¿La LAU protege el alquiler de habitaciones?
No directamente. La Ley de Arrendamientos Urbanos (LAU) regula el arrendamiento de la vivienda completa como residencia habitual. El alquiler de una habitación dentro de una vivienda (donde el arrendador también reside o donde ya hay más inquilinos) no encaja en ese régimen y se rige por el Código Civil (artículos 1542 y siguientes sobre arrendamientos de cosas).
Esto significa más libertad de pactos entre las partes, pero también más vulnerabilidad si no hay contrato escrito: el Código Civil es mucho más escueto en derechos y protecciones que la LAU.
¿Qué debe incluir el contrato de alquiler de habitación?
Un contrato de habitación bien redactado debe regular al menos:
- Identificación de las partes (propietario e inquilino con DNI/NIE)
- Descripción de la habitación y las zonas comunes a las que tiene acceso
- Renta mensual y fecha de pago
- Fianza y condiciones de devolución
- Duración y prórrogas (sin los mínimos de la LAU, puedes acordar cualquier plazo)
- Normas de convivencia: uso de cocina, baño, horarios de silencio, visitas, mascotas
- Condiciones de salida anticipada (preaviso mínimo, penalización si procede)
- Estado inicial de la habitación como anexo fotográfico
¿Puedo pedir fianza por una habitación?
Sí, aunque no es obligatorio legalmente (la LAU no aplica aquí), es muy recomendable. Lo habitual es pedir una mensualidad de renta como fianza. Incluye en el contrato el plazo máximo para devolvería (habitualmente 30 días desde la entrega de llaves) y las condiciones en que puedes retenerla (daños, facturas pendientes, renta impagada).
Normas de convivencia: ¿qué puedo exigir legalmente?
Al no estar sometido a la LAU, tienes mucha más libertad para pactar normas de convivencia. Puedes incluir en el contrato:
- Horarios máximos de música y ruido
- Restricción de visitas nocturnas
- Prohibición de fumar en la vivienda
- Normas de limpieza de zonas comunes
- Política de mascotas
- Límite de uso de wifi y suministros incluidos
Todo lo que quede escrito y firmado en el contrato es exigible.

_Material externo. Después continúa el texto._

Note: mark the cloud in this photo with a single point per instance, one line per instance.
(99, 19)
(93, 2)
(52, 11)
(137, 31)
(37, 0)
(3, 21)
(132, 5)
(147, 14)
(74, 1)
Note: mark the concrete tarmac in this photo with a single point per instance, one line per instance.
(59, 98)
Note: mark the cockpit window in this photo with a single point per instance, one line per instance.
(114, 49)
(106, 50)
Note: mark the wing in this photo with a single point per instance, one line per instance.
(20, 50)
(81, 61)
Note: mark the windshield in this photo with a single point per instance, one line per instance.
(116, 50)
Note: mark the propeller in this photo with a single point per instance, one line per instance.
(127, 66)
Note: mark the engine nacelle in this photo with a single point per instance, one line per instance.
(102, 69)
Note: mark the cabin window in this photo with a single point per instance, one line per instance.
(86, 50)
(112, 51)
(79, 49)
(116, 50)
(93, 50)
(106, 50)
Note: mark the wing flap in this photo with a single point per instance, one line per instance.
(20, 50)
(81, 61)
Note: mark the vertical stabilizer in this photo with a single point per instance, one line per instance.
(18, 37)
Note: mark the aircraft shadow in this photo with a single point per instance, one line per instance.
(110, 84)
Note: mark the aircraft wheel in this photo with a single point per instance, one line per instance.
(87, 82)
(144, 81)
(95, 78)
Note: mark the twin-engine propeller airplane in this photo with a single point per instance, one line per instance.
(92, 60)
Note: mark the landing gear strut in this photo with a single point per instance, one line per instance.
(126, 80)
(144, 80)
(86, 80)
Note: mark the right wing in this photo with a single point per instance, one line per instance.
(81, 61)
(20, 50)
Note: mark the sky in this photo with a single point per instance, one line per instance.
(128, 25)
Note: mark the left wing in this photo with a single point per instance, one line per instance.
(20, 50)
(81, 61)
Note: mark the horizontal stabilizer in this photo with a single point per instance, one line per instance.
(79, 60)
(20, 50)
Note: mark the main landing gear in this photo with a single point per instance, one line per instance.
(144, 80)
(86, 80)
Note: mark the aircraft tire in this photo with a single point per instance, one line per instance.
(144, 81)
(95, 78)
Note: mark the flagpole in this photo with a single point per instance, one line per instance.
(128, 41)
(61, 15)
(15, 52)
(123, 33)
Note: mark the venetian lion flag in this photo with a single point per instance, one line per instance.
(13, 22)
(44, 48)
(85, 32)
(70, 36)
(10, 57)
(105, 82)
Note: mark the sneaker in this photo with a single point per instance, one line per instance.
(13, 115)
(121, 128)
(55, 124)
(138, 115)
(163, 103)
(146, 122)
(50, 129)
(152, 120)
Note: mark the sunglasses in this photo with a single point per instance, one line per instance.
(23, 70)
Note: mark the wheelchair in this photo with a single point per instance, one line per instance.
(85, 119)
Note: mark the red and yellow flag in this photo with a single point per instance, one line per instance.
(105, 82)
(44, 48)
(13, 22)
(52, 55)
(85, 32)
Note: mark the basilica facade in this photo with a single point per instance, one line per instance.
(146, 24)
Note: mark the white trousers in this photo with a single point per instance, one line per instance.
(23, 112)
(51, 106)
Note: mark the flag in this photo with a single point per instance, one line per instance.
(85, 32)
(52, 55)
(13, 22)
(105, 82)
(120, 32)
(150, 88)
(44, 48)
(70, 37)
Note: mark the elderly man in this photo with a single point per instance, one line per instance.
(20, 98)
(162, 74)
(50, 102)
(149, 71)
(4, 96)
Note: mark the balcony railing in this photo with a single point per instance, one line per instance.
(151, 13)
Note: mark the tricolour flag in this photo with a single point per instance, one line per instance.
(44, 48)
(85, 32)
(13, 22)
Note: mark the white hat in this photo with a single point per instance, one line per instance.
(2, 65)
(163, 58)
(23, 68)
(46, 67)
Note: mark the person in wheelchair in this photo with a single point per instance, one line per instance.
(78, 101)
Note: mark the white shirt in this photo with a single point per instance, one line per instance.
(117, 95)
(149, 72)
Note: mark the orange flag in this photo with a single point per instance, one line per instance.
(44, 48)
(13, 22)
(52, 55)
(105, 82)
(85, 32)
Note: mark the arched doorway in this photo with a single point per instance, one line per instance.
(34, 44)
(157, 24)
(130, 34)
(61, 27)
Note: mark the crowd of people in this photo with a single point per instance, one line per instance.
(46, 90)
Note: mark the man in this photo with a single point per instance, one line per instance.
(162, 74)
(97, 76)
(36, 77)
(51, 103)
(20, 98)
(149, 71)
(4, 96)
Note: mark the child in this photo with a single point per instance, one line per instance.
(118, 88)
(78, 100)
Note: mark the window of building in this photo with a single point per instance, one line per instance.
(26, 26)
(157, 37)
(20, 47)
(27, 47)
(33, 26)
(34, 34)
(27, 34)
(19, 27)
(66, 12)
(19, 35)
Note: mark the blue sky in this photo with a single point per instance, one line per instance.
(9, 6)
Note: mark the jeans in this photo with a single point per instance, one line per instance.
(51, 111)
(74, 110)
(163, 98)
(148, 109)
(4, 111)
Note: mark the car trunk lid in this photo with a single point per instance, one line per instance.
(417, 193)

Lo que no se pacte por escrito es difícilmente reclamable después.
¿Qué pasa si el inquilino no paga o no se va?
Sin contrato escrito, el proceso de desahucio o reclamación de impago es complicado porque es muy difícil demostrar las condiciones pactadas. Con contrato firmado, tienes título jurídico para iniciar un procedimiento monitorio (reclamación de impago) o de desahucio, según el caso.
En los contratos regidos por el Código Civil (como el de habitación), el desahucio puede tramitarse con relativa agilidad si hay documento firmado que acredite el incumplimiento.
Coliving: ¿necesito varios contratos?
Sí. Si tienes un piso con 4 habitaciones alquiladas a 4 personas distintas, lo correcto es tener un contrato independiente por habitación. Cada contrato regula la relación con ese inquilino de forma individual, lo que te permite gestionar entradas y salidas de forma independiente sin que un inquilino afecte al contrato de los demás.